Hi, everybody!
I have a big problem. I bought a plex pass just now, so I decided to review my server status. When I logged in to server (Windows 8.1), I found its status was “Warning”. Also browsers says “Sertificate error. You logging in to Plex.tv, but the sertificate belongs to *.mac.metro-group.com you may be hacked”. Any LAN computers under NAT was logging in successfully. After deletion Plex Server away plex.tv domain resolved to mac.metro-group.com (and server can’t login). I’ve decided, that I’ve been hacked, so I’ve reinstalled server completely to Windows 10 Enterprise (With complete formatting of system drive and reinstalling Plex from distribution). I have had issue of sertificate some time ago, but it’s gone. Now plex.tv displays me "

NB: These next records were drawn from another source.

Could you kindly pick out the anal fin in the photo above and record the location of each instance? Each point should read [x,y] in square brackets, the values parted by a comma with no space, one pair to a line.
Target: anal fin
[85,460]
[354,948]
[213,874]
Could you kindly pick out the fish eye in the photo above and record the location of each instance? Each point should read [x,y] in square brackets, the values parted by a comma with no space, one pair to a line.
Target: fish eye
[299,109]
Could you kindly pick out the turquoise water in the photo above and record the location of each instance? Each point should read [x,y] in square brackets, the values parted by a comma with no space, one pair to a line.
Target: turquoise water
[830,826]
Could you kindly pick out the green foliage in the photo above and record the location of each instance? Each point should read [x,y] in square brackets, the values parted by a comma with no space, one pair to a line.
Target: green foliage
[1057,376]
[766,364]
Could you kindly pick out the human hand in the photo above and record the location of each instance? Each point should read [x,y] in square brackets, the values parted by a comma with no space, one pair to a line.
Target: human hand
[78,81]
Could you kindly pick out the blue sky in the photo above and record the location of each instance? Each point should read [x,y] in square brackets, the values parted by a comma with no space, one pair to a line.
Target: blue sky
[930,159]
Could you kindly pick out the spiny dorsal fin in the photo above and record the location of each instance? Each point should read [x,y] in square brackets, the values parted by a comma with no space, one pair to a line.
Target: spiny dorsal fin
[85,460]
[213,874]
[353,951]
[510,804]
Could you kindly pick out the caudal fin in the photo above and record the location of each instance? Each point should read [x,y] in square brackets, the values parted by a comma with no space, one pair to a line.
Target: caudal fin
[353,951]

{“error”:true,“status”:404,“code”:“error.notFound”,“message”:“API endpoint not found”,“data”:{}}
but using direct server links it’s loaded, but can’t login not by browser, nor by server.
ping plex.tv
displays me different ip any time and don’t answer to ICMP - it’s correct? (From any LAN computer)
I can Login from any computer in the LAN, except the server.
AV - ESET Endpoint Security 5 (Was completely disabled before the tests).
Please give me any advice.
upd: Now sertificate belongs to *.atoka.io
This is a warning from your browser that the cryptographic certificate in your Plex server is not issued for the domain .mac.metro-group.com. And it is entirely correct about this.
This domain has nothing to do with Plex. So where does it come from?
Is it one of yours? Did you set up a custom domain name for your Plex server?
Are you using some kind of VPN or reverse proxy with Plex?
OK, the domain belongs to the german Metro AG:
Are you perhaps in a network that belongs to this company?
Because then I assume that these guys have a corporate filter which blocks plex.tv
No, my network is completely home, connected to home provider using NAT, only KMS and AV update server belongs to my own company (simple internet connection), not connected to this companies at all. Problem blocks plex.tv ONLY, and only from this machine (I wonder, I provided complete OS reinstall)
Something is manipulating the DNS.
Was this server perhaps installed from a preconfigured image?
Have you checked for custom DNS server settings on this machine?
Try using the public Google DNS server(s) (8.8.8.8 and/or 8.8.4.4)
Thanks, my friend!
I set Google DNS to the adapter options, now login works. Server share still doesn’t work.
In that case other question: Adapter’s DNS was set to router, this way I can’t detect attacker’s aim.
- If it was server itself, It may not helped
- If it was router/provider, I hadn’t login from other LAN
@DragonZX said:
In that case other question: Adapter’s DNS was set to router, this way I can’t detect attacker’s aim.
Sorry, I don’t understand.
If you have still issues with remote access, this may have other reasons.
You need a real public IPv4 address on your router.
If your ISP only gives you a public IPv6 address and a NAT’ed IPv4 address, remote access won’t work.
See Carrier-grade NAT - Wikipedia
Depending on your ISP, you may have to make the same DNS change in your router as well.
Sorry for the late comment. It solved. External port had been blocked by firewall, so on.
As for DNS - I don’t understand what it was. Looks like ISP’s DNS has been attacked, but in next day it was allright. It’s very strange issue.